Submerged City of Samabaj

While the Post-Classic Period (900-1524 AD) was indeed a time of flourishing Maya civilizations, attributing the absolute “first village” title to Santiago Atitlán during this period lacks definitive evidence.

Here’s a breakdown of the known facts:

  • Post-Classic Maya Flourishing: The Post-Classic Period witnessed significant advancements in Maya society, including developments in architecture, trade, and writing systems. This era saw the rise of powerful Maya kingdoms like the K’iche’ and the Kaqchikel.
  • Lake Atitlán Settlements: Archaeological evidence suggests widespread habitation around Lake Atitlán during the Post-Classic Period, with several settlements like Santiago Atitlán potentially experiencing growth in population and complexity.
  • Uncertainties about the “First Village”: Pinpointing the absolute “first village” established around the lake remains a challenge due to the limitations of available information and ongoing research. While some believe settlements on the eastern shore might predate others, definitive conclusions are difficult to draw.

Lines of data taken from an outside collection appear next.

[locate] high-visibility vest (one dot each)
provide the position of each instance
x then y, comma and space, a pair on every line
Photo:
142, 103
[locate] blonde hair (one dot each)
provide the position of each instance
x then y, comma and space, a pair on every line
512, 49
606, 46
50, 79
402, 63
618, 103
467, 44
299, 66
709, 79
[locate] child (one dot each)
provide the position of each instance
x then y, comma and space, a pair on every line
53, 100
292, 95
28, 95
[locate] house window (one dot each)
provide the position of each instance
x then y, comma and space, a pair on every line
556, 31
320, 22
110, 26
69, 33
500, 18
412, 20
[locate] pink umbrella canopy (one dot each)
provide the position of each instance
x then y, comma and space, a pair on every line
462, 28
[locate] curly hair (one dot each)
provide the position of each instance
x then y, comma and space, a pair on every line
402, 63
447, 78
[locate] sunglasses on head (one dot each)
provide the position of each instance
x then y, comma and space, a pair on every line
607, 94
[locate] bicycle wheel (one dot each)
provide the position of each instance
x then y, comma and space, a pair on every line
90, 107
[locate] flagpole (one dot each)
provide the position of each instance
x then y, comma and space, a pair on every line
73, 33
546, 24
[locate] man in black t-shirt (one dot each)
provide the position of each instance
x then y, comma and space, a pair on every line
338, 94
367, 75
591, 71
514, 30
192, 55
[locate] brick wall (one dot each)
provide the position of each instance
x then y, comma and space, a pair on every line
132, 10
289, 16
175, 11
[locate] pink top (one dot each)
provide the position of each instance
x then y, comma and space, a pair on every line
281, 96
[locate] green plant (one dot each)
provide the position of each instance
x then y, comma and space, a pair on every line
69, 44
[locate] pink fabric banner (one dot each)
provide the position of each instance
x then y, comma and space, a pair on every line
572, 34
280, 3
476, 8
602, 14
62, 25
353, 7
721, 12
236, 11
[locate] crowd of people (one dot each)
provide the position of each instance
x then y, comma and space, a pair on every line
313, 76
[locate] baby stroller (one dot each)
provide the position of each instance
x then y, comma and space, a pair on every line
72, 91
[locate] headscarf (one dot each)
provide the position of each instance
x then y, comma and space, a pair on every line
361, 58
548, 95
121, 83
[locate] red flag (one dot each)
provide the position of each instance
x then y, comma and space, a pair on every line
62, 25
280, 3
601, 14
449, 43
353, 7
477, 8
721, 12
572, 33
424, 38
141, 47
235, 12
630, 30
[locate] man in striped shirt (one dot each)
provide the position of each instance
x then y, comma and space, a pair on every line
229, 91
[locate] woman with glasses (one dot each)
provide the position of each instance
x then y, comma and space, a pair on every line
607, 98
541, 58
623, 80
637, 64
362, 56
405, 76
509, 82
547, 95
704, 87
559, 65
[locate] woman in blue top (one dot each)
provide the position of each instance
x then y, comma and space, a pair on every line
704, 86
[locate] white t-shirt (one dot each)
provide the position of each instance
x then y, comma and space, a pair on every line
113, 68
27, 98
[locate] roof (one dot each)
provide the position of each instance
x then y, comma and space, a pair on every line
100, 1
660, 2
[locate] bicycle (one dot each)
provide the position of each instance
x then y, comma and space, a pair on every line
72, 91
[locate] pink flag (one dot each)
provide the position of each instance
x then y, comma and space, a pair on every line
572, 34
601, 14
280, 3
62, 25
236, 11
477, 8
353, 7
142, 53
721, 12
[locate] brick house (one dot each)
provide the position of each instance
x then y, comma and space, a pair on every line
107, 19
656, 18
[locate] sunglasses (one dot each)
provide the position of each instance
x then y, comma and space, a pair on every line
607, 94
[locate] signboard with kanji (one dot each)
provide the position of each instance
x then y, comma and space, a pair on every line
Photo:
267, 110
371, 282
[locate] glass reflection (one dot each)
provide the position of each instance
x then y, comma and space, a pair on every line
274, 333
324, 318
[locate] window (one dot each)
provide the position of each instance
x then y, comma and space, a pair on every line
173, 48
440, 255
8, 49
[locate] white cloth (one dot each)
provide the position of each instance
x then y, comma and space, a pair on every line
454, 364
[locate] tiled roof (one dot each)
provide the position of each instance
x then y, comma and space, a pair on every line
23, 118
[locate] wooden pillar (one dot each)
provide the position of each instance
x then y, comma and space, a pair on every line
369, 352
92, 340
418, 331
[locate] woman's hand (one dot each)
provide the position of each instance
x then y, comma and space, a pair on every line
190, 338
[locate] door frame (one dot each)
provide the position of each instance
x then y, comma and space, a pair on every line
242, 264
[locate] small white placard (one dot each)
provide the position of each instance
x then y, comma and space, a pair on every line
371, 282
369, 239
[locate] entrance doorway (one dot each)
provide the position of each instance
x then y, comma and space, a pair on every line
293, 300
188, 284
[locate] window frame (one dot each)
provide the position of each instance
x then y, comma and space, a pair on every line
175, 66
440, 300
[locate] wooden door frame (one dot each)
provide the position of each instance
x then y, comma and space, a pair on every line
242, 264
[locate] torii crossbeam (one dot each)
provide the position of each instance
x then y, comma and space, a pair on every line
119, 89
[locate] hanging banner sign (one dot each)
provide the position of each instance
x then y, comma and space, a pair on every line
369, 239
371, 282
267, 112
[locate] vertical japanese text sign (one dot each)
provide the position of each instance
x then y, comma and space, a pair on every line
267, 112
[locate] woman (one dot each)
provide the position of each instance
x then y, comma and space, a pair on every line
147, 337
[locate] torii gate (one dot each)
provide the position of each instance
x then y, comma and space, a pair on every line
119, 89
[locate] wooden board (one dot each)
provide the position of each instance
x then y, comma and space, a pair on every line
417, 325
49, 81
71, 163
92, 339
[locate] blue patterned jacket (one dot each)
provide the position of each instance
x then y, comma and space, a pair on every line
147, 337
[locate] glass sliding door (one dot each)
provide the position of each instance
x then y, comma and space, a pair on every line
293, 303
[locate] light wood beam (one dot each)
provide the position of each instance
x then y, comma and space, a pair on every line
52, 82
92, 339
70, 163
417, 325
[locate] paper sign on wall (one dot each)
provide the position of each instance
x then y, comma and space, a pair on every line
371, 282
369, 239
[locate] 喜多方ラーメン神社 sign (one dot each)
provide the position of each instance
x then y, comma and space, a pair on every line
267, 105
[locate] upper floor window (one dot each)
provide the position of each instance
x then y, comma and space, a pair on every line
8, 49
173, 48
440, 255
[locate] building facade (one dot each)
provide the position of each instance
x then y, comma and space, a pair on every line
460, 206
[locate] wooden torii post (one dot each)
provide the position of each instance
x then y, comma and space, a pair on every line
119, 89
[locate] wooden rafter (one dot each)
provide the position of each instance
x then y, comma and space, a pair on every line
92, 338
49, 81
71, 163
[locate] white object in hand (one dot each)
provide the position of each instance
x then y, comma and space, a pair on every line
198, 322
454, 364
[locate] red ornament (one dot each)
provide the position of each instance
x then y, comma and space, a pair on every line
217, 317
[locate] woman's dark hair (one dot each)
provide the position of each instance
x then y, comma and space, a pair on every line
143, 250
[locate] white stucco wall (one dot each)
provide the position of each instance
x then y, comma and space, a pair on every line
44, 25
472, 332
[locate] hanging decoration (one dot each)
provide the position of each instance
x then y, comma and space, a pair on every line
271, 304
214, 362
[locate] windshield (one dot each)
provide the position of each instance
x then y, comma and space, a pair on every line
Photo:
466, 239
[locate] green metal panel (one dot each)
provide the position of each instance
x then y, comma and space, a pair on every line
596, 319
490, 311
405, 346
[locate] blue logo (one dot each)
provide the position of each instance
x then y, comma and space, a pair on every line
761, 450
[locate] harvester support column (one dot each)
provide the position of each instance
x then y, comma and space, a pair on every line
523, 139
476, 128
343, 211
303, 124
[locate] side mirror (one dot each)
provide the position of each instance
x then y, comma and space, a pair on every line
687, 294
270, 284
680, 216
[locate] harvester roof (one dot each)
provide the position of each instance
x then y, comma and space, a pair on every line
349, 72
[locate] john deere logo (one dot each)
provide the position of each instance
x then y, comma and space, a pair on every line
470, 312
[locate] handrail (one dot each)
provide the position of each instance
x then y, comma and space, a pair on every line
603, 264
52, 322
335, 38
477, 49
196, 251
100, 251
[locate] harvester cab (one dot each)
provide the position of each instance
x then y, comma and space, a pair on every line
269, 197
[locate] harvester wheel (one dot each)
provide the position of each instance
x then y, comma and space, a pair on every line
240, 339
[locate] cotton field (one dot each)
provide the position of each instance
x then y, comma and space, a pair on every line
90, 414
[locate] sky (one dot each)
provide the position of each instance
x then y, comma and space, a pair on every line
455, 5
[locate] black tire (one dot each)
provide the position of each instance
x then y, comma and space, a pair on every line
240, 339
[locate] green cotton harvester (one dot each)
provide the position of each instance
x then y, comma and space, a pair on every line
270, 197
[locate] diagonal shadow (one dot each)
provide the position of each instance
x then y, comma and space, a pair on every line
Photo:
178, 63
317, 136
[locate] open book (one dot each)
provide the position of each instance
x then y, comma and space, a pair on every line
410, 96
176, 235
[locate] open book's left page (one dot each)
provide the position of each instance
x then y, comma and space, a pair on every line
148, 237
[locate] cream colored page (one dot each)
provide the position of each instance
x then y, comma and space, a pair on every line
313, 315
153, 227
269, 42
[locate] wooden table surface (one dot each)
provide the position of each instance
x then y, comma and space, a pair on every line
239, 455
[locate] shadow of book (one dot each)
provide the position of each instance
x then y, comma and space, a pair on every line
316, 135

It’s crucial to acknowledge the uncertainties surrounding the “first village” title while recognizing the valuable insights from historical and archaeological studies. The growth of settlements around Lake Atitlán during the Post-Classic Period is a well-established fact, contributing to our understanding of the Maya civilization’s legacy in the region.

Submerged City of Samabaj

The Submerged City of Samabaj is a fascinating archaeological discovery located on the eastern shore of Lake Atitlán in Guatemala.

Dating back to the Preclassic period (around 400 BC to 250 AD), this ancient Maya city offers a glimpse into a sophisticated civilization that predates the founding of Santiago Atitlán. The submerged ruins showcase impressive architecture, including temples, plazas, and stelae, hinting at a well-developed settlement that thrived centuries ago.

The discovery of Samabaj is relatively recent, with a local diver named Roberto Samayoa first encountering the underwater structures in 1996. Initially met with skepticism from archaeologists, who believed it to be scattered pieces of pottery, Samayoa’s persistence and later photographic evidence eventually convinced researchers of the site’s significance.

Samabaj’s unique underwater location has preserved the city in an almost untouched state, offering researchers a valuable opportunity to study Mayan life and culture without the disturbances of looting or urbanization. This makes it a highly significant archaeological site, holding the potential to unveil new information about the Maya civilization.